"Ночь внутри" - читать интересную книгу автора (Крусанов Павел Васильевич)

10

Петр ЗОТОВ

Как отец с зазнобой и своими стекляшками укатил в Питер, так я пиявку свою при первой же встрече костылем приголубил: все, милая, с меня больше пенку не слижешь! Сколько я деньжат потерял через оторву эту, только прикинешь - шестерня трещит! Кабы не отец, она б от меня только васю лысого видала. Ну а когда Мишке каждый месяц от деда переводы пошли, тут я смекнул: две козы эти, Наташка да Анна, от Семена никогда дела путного не ждали, а Мишка - сопляк еще, так что, если я здесь отожму, никто не взблекотнет. Хорошо почтарь с первым переводом на меня наскочил - я ему втолковал, что парнишка-то мал пока, в коленку дышит, я, мол, за него получать буду. Говорю: ты, дескать, извещения попусту не таскай - я сам на почту заходить буду, а твоя забота - мне червонцы на племяшу отстегивать. Хоть здесь отыгрался - ведь, если б не Семен, я бы тех денег, что Машка вымогала, от рук не отпустил...

В одном, думаю, может не срастись - вдруг отец сам в Мельну нагрянет? Тогда я из инвалидов войны в инвалиды семьи перейду, если не прямиком в гроб.

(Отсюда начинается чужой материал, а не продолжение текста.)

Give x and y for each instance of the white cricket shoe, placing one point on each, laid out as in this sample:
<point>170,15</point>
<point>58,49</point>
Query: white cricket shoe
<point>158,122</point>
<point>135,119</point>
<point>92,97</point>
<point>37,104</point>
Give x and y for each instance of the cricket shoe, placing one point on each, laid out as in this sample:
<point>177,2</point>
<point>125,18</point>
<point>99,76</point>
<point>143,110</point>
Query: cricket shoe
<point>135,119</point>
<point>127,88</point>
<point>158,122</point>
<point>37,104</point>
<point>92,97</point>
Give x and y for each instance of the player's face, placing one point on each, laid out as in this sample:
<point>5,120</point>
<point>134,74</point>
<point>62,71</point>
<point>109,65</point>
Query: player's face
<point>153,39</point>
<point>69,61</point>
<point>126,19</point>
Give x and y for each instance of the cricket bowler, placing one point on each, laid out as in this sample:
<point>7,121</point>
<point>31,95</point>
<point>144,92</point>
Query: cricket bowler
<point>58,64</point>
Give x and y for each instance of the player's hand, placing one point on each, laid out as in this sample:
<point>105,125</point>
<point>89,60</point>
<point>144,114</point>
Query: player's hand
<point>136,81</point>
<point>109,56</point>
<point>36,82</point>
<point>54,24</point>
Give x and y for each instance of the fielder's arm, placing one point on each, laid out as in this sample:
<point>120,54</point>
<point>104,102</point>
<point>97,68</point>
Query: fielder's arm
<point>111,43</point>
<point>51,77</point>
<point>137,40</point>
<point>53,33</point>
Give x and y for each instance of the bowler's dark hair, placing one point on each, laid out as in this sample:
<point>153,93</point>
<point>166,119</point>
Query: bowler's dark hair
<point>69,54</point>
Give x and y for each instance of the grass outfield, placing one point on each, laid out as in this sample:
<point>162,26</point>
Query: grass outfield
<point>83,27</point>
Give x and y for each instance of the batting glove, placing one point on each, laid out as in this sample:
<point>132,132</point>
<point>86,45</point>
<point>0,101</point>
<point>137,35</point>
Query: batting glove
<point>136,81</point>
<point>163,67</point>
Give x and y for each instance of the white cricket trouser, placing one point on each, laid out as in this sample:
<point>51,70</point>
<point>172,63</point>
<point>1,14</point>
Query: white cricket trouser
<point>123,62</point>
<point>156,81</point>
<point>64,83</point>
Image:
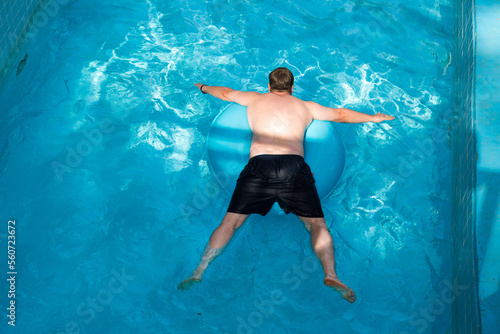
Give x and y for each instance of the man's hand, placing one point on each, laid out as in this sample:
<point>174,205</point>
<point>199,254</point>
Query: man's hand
<point>377,118</point>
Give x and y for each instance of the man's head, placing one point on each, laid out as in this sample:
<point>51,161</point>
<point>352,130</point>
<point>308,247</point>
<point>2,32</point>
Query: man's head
<point>281,80</point>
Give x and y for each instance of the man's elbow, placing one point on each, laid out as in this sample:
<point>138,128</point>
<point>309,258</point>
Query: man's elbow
<point>226,94</point>
<point>339,115</point>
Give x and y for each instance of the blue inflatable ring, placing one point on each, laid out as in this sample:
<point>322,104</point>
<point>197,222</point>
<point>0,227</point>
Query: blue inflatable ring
<point>228,145</point>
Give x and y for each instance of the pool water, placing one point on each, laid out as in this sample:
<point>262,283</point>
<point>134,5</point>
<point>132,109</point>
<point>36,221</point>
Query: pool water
<point>104,168</point>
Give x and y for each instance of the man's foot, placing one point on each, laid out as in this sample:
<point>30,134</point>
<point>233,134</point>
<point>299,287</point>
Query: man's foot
<point>344,290</point>
<point>186,284</point>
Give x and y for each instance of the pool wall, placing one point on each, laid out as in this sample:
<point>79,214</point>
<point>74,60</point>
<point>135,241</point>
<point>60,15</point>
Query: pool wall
<point>17,19</point>
<point>465,305</point>
<point>488,163</point>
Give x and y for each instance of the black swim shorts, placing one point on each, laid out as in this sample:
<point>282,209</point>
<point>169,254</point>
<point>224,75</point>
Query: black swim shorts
<point>286,179</point>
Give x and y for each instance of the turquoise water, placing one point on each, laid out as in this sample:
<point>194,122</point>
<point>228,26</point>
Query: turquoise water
<point>103,167</point>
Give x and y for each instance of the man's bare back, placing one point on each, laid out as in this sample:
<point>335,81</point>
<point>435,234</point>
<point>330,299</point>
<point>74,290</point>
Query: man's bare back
<point>278,122</point>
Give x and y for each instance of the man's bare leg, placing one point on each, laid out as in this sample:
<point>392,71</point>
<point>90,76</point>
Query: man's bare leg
<point>322,244</point>
<point>218,240</point>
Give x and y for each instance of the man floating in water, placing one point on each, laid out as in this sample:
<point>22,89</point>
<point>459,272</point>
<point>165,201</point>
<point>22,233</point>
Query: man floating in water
<point>276,170</point>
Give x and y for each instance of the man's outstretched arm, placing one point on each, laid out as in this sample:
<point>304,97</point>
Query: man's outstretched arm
<point>345,115</point>
<point>228,94</point>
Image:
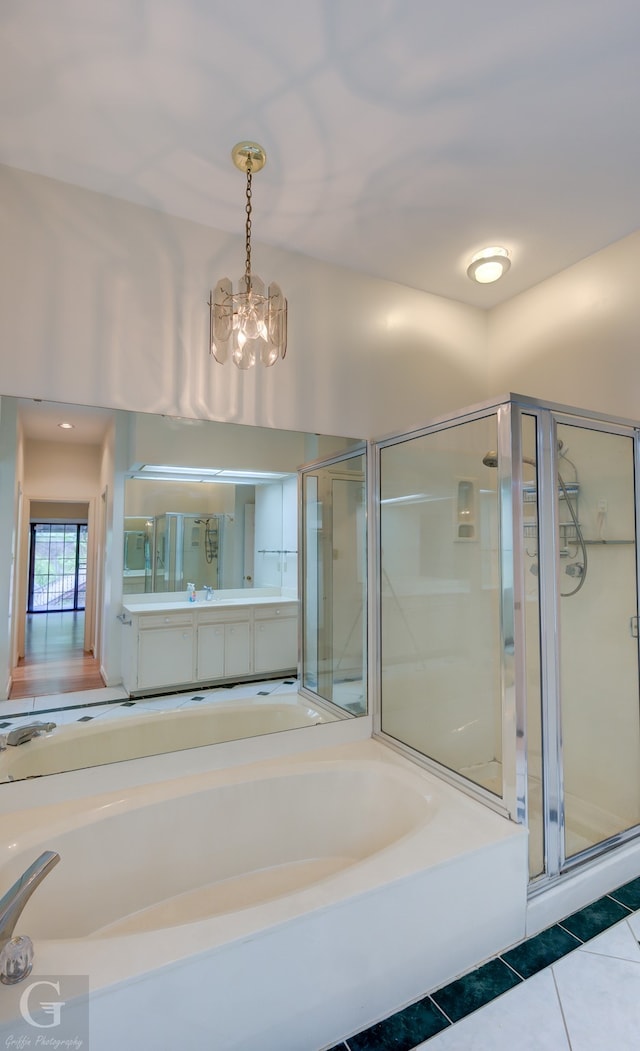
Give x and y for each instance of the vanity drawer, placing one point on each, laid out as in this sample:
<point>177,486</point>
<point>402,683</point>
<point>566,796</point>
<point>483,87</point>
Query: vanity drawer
<point>224,615</point>
<point>165,620</point>
<point>269,612</point>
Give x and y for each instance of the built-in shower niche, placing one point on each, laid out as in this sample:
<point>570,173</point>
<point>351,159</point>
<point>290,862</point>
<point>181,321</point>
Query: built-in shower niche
<point>515,653</point>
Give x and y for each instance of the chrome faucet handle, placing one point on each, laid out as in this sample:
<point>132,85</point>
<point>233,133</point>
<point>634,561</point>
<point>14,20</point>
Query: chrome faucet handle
<point>17,951</point>
<point>16,960</point>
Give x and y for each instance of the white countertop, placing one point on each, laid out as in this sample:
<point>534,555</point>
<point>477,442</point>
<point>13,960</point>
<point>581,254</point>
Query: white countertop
<point>223,603</point>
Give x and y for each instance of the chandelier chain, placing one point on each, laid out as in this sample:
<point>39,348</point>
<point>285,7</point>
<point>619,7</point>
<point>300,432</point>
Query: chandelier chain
<point>248,228</point>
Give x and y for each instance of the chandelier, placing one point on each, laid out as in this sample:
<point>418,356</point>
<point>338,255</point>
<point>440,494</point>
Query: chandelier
<point>249,324</point>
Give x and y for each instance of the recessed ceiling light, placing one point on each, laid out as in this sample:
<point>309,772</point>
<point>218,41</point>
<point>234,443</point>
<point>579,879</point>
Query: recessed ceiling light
<point>489,265</point>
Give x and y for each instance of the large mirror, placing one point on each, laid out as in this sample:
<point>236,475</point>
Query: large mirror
<point>150,579</point>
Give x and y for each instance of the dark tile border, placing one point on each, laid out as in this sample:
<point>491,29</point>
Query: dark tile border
<point>409,1027</point>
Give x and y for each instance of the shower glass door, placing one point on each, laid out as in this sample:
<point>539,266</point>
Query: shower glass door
<point>441,662</point>
<point>334,582</point>
<point>598,605</point>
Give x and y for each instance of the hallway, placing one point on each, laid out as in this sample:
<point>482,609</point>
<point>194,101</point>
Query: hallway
<point>55,661</point>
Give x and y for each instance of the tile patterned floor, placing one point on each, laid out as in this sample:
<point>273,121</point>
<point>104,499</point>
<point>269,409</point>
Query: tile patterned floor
<point>115,703</point>
<point>574,987</point>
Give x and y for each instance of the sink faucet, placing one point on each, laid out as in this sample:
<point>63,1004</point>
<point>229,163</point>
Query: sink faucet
<point>17,952</point>
<point>23,734</point>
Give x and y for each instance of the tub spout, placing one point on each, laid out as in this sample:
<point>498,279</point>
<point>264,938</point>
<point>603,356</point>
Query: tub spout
<point>17,953</point>
<point>23,734</point>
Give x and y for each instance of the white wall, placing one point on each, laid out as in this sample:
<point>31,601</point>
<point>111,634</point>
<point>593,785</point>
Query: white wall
<point>574,338</point>
<point>105,303</point>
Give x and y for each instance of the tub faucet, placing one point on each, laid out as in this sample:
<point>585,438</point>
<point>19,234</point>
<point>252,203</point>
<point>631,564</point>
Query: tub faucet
<point>23,734</point>
<point>17,952</point>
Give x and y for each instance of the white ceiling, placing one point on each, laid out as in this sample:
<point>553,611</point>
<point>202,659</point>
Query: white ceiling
<point>401,135</point>
<point>41,421</point>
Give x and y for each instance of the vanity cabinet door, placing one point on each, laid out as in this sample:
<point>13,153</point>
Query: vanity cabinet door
<point>275,640</point>
<point>238,647</point>
<point>165,656</point>
<point>210,652</point>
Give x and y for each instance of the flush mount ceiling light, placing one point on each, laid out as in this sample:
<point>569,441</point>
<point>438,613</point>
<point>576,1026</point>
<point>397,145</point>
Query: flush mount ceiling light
<point>249,324</point>
<point>489,265</point>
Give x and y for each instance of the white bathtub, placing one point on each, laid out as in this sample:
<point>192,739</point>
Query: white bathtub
<point>281,905</point>
<point>112,740</point>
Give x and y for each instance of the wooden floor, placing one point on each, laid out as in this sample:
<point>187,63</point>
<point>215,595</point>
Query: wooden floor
<point>55,661</point>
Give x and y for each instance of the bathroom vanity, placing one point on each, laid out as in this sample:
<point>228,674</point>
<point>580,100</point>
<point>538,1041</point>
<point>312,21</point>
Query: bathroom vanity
<point>170,642</point>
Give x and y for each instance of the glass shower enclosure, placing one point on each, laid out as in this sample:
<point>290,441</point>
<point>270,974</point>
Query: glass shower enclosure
<point>508,620</point>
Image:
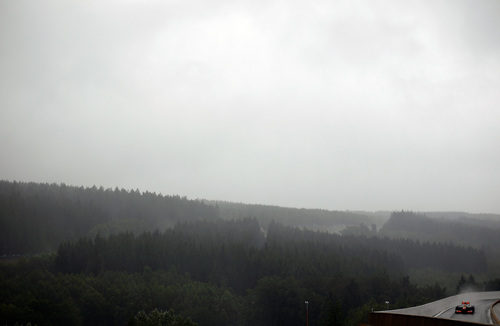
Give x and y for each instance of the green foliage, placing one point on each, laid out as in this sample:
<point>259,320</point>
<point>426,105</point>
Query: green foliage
<point>160,318</point>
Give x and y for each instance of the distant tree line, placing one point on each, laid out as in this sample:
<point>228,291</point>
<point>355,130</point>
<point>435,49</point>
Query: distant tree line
<point>37,217</point>
<point>214,272</point>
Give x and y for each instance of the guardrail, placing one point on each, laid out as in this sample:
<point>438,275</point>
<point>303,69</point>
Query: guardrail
<point>494,317</point>
<point>392,319</point>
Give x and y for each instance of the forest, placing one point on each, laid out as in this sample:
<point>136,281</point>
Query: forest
<point>90,256</point>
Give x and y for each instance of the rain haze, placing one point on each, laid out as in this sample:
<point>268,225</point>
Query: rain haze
<point>328,104</point>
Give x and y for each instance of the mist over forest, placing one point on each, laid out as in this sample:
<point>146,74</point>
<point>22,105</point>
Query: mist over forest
<point>95,256</point>
<point>246,162</point>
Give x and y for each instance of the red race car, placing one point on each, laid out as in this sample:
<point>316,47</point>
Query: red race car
<point>464,308</point>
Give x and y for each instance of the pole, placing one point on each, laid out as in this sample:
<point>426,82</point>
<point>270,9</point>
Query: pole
<point>307,313</point>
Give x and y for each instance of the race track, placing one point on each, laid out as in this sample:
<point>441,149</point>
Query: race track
<point>445,308</point>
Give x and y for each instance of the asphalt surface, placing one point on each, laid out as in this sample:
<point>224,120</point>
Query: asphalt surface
<point>445,308</point>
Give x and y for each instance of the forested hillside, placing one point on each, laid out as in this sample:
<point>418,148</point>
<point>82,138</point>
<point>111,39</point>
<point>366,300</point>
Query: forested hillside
<point>216,273</point>
<point>35,217</point>
<point>117,257</point>
<point>313,219</point>
<point>419,226</point>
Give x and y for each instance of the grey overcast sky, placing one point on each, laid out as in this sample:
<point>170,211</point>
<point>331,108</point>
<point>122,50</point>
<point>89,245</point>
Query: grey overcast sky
<point>351,104</point>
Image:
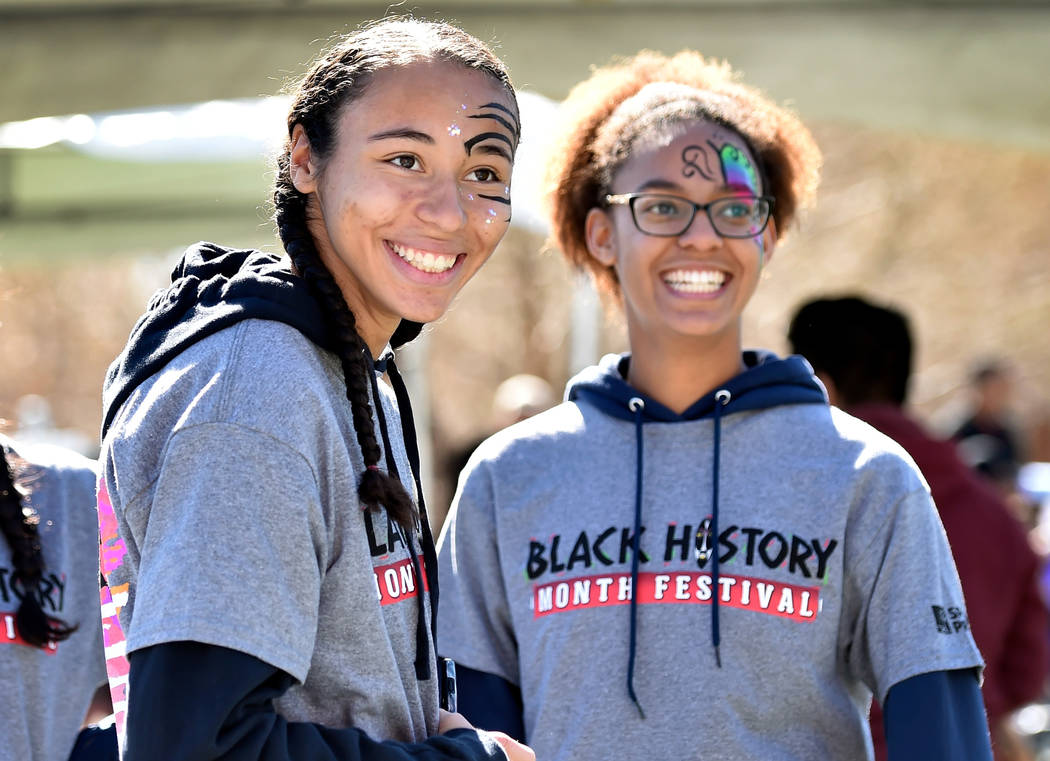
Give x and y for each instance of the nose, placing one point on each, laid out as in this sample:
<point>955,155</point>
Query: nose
<point>700,233</point>
<point>442,206</point>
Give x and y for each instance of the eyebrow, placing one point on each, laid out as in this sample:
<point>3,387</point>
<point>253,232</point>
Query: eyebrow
<point>497,118</point>
<point>500,107</point>
<point>402,133</point>
<point>495,149</point>
<point>658,185</point>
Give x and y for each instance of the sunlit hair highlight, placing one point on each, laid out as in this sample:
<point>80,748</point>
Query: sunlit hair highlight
<point>608,115</point>
<point>339,77</point>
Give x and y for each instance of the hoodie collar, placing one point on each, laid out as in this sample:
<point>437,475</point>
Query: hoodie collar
<point>768,381</point>
<point>212,288</point>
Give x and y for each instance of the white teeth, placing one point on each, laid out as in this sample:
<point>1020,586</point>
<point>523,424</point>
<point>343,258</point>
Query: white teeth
<point>424,260</point>
<point>695,280</point>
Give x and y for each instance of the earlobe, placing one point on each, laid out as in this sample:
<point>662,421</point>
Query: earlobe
<point>597,230</point>
<point>769,240</point>
<point>300,164</point>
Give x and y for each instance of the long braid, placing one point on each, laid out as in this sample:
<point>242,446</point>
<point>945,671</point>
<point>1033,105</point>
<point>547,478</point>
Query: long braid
<point>377,488</point>
<point>19,527</point>
<point>335,80</point>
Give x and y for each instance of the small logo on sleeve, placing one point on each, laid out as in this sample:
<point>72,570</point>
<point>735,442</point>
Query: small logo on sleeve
<point>950,619</point>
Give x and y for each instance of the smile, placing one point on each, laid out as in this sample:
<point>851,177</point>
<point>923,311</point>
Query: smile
<point>424,260</point>
<point>695,280</point>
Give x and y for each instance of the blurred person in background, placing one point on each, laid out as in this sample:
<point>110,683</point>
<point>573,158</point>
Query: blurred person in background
<point>517,398</point>
<point>53,670</point>
<point>863,355</point>
<point>265,537</point>
<point>986,439</point>
<point>695,556</point>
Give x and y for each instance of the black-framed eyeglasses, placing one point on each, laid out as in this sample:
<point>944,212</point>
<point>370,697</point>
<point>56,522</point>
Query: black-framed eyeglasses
<point>737,216</point>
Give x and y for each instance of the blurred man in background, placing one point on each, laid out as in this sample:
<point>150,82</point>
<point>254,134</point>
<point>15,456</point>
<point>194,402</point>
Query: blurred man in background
<point>862,353</point>
<point>986,439</point>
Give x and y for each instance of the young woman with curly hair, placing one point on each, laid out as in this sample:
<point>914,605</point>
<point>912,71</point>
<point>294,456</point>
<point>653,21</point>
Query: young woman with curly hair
<point>695,556</point>
<point>265,538</point>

Семен, кроме Мишки, знать никого не хотел, будто ни я, ни козы эти ему не родня. Как Мишка народился, так ему все сливки потекли, а я отродясь пряника от Семена не видал, даром что сын. Что Мишке, что Алешке... Когда мы еще мелюзгой в лапту играли, хоть я старшим был, а обноски не Алешка мои донашивал, а мне с него доставалось. Знаю, хотел его батя в Питер отправить, в университет - учиться на очкарика; туда, где дружок его прищученный, Сергей Хайми, Машкин родитель, наук нахватался себе на лагеря. И отправил бы, когда б Алешку в сорок пятом япошки не упокоили. Может, и Мишка Семену оттого мил, что Алешкин сын - яблочко сладкое от холеной яблони. Только щенку больно много чести вперед дядьки изюм из кулича ковырять, он свое еще ухватит - пора бы и мне родителя за вымя пощупать.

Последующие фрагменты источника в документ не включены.